FDA has authorized the first over-the-counter, at-home molecular test for COVID-19. Cue Health received the emergency authorization for the 20-minute diagnostic for use in symptomatic and asymptomatic individuals, ages two and older.
The number of at-home diagnostics has grown during the recent phase of the pandemic but most kits test for antigens and require a prescription. Cue is unique in receiving an EUA for OTC use of a molecular nucleic acid amplification test.
Having raised $100 million and secured a $481 million government award last year to expand its manufacturing footprint, Cue expects to be able to produce more than 100,000 tests a day by the summer of 2021.
Cue has developed a battery-operated reader and associated cartridges to test for infectious diseases in around 20 minutes. The technology came to market for point-of-care use under the supervision of qualified medical personnel last summer, leading to its adoption by schools, nursing homes, hospitals and other organizations.
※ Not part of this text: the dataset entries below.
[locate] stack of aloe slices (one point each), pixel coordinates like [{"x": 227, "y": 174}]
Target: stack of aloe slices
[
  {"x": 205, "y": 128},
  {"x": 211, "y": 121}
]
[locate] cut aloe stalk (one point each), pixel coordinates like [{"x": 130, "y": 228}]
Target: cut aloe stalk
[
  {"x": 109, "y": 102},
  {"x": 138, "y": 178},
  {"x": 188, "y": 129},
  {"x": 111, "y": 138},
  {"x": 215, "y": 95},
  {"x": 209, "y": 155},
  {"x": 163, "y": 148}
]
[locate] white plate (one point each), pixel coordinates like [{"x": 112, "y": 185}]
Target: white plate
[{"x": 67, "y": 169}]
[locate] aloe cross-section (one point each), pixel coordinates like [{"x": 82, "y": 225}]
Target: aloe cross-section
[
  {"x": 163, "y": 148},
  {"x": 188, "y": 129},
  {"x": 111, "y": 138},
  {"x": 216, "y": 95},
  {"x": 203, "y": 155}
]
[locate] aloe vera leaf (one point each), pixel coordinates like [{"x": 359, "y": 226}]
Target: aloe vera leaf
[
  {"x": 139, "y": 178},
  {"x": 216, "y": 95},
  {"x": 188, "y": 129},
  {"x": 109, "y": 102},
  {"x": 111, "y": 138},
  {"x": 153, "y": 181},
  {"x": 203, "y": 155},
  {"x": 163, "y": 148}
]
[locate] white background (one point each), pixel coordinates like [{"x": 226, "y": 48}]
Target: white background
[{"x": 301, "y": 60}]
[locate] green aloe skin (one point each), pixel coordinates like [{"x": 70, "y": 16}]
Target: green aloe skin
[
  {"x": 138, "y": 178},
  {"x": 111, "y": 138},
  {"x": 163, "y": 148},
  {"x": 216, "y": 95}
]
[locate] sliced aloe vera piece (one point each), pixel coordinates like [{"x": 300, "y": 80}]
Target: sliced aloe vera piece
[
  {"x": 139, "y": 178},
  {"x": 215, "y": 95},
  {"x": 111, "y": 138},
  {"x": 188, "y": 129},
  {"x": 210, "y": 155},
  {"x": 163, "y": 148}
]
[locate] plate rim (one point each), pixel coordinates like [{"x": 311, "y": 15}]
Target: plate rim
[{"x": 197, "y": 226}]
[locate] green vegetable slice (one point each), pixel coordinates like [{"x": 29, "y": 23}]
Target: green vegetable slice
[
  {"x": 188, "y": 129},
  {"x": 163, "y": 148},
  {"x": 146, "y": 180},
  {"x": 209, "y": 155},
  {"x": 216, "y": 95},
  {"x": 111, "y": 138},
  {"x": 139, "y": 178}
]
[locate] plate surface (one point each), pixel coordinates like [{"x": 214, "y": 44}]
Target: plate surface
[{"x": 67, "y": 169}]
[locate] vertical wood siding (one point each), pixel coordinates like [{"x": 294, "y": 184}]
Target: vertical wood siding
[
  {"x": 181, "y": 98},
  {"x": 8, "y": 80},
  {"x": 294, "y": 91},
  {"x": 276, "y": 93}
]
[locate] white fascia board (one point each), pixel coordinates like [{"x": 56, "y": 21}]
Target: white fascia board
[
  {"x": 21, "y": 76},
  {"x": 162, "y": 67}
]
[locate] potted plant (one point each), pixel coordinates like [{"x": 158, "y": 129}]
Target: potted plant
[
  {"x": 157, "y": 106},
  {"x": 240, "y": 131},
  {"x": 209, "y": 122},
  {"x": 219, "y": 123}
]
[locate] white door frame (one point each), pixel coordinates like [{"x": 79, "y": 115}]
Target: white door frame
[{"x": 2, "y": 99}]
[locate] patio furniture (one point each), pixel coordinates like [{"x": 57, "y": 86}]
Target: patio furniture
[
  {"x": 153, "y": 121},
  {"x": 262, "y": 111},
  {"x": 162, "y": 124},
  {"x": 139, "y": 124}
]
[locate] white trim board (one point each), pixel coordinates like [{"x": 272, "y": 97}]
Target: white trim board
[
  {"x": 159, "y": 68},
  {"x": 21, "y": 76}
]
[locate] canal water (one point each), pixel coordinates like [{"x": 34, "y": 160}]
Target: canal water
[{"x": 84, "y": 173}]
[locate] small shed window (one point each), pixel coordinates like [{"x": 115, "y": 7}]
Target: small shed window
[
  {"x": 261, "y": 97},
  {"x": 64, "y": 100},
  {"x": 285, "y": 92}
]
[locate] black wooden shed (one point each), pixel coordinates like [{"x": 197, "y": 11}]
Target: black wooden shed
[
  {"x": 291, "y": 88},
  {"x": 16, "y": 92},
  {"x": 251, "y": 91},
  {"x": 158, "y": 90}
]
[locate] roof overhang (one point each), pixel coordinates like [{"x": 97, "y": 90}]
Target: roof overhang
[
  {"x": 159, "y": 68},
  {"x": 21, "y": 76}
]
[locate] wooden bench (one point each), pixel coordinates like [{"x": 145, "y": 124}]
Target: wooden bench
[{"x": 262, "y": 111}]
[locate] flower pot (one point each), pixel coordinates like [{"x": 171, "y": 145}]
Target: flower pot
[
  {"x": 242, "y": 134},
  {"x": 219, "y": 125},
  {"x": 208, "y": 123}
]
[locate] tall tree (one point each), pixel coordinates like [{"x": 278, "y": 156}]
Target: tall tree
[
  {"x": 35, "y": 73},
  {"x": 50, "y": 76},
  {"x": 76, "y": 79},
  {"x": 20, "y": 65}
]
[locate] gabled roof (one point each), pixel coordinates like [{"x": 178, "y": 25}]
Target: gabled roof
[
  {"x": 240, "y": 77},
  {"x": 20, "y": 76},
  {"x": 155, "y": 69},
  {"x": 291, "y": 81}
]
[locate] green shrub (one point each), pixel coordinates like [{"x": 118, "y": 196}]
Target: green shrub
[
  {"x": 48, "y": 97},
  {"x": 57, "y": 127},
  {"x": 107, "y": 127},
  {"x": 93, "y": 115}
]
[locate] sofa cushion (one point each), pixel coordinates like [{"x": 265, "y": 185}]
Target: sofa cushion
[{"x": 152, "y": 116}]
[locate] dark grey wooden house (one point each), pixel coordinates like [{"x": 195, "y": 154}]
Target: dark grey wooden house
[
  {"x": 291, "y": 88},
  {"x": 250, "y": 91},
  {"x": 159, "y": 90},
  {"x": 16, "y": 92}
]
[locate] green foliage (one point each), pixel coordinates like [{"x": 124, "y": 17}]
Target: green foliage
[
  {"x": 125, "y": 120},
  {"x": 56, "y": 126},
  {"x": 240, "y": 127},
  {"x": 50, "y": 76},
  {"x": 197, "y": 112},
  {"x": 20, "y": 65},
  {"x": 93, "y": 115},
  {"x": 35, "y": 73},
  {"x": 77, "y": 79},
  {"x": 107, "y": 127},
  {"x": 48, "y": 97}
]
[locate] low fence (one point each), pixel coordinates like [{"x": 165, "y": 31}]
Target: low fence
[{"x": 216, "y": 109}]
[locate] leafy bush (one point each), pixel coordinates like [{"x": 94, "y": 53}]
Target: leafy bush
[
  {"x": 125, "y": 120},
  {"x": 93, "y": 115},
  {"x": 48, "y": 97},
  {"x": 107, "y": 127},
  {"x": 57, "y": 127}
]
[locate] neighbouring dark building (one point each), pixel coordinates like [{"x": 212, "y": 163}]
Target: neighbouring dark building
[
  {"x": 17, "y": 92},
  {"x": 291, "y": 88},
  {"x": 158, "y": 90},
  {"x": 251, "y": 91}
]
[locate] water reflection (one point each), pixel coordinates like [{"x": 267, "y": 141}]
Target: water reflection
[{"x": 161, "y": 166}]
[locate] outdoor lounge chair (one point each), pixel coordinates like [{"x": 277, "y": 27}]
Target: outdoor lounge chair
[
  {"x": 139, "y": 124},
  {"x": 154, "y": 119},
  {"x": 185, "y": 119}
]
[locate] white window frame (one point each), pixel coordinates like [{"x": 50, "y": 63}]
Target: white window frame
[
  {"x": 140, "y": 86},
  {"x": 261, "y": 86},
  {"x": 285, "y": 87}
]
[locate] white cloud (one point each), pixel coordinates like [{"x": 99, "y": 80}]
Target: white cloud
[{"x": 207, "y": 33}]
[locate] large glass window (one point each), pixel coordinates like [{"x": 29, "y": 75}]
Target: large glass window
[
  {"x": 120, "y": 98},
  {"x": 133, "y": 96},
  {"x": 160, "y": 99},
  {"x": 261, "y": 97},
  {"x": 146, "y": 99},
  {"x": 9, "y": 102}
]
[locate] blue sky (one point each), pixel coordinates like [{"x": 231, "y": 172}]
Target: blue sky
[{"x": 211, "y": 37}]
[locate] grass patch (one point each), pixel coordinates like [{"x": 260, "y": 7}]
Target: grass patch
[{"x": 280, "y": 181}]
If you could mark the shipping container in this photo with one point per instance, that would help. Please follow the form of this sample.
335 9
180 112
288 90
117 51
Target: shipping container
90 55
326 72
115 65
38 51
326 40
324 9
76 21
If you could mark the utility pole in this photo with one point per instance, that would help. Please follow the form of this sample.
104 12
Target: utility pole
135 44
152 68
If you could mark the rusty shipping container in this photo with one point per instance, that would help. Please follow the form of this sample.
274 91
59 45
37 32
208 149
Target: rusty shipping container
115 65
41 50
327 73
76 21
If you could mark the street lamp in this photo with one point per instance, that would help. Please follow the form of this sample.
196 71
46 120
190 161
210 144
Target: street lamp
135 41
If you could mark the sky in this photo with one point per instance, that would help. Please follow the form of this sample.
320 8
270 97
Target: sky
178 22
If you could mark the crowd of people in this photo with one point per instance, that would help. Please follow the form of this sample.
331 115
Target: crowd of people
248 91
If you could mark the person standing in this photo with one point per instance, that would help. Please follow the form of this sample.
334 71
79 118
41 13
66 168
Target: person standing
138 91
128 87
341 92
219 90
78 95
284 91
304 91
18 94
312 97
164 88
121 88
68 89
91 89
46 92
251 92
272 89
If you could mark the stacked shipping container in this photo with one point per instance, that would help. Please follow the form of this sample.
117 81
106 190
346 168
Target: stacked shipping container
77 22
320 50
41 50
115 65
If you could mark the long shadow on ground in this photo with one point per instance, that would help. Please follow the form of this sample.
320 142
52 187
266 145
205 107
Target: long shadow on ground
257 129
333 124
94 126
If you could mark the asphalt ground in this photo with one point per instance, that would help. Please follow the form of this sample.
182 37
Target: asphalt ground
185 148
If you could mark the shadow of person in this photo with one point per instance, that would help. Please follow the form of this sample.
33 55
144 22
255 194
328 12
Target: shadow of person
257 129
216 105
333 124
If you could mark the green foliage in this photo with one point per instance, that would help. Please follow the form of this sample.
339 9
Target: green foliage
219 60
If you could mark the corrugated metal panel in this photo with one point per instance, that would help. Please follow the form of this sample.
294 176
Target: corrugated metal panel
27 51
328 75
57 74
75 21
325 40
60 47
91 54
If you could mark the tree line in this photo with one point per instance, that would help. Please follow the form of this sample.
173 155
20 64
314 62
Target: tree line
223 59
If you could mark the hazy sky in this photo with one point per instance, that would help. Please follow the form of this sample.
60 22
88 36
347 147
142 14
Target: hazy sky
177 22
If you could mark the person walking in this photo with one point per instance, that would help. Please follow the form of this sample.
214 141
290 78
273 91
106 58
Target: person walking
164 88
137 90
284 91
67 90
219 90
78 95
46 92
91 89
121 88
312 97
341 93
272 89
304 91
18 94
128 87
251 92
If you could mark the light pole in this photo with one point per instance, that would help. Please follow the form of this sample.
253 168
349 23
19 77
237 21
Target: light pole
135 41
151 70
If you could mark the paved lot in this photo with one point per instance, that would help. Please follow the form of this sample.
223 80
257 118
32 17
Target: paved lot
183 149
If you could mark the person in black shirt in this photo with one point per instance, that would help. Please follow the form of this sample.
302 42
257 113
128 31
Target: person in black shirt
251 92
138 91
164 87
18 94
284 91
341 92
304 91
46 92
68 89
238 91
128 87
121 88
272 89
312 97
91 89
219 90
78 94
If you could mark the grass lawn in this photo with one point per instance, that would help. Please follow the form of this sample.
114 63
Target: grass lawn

Now, Cue has received FDA clearance to enable consumers to access the testing capabilities without a prescription. The EUA supports use in symptomatic and asymptomatic people aged two years and up, giving it a similar label to Ellume's OTC antigen test for COVID-19.
Cue received the EUA on the basis of a study that evaluated the ability of 286 people to use the test in simulated home environments. Results were unavailable for 10 of the Cue tests due to reasons such as cartridge flow errors and accidental cancellation by the users.
The available results hewed closely to the findings of a molecular comparator method with EUA. The positive and negative percent agreements (PPA/NPA) were 97.4% and 99.1%, respectively. The PPA and NPA were one percentage point lower in symptomatic individuals and 100% in asymptomatic people. The PPA in asymptomatic people had a wide confidence interval due to the small number of positive tests. Cue showed the test can detect variants of concern such as B.1.1.7, which was first identified in the U.K.
Cue has secured the EUA ahead of most other companies with plans to create a home-testing market in the U.S. Quidel, for example, is working on an OTC, at-home antigen test that analysts see as the first step in the emergence of a consumer-focused diagnostic business, but the need to generate more positive results in asymptomatic individuals has delayed its filing plans. Cue has aspirations to build such a consumer-focused business and now has a head start on Quidel.
"With this FDA authorization, we are one step closer to achieving our mission of making molecular diagnostic testing available to anyone, anywhere, at any time through a connected healthcare delivery ecosystem," Cue CEO Ayub Khattak said in a statement.
Cue is now racing to make the most of its head start and to help manage the next phase of the pandemic. FDA said Cue expects to make more than 100,000 tests a day by the summer.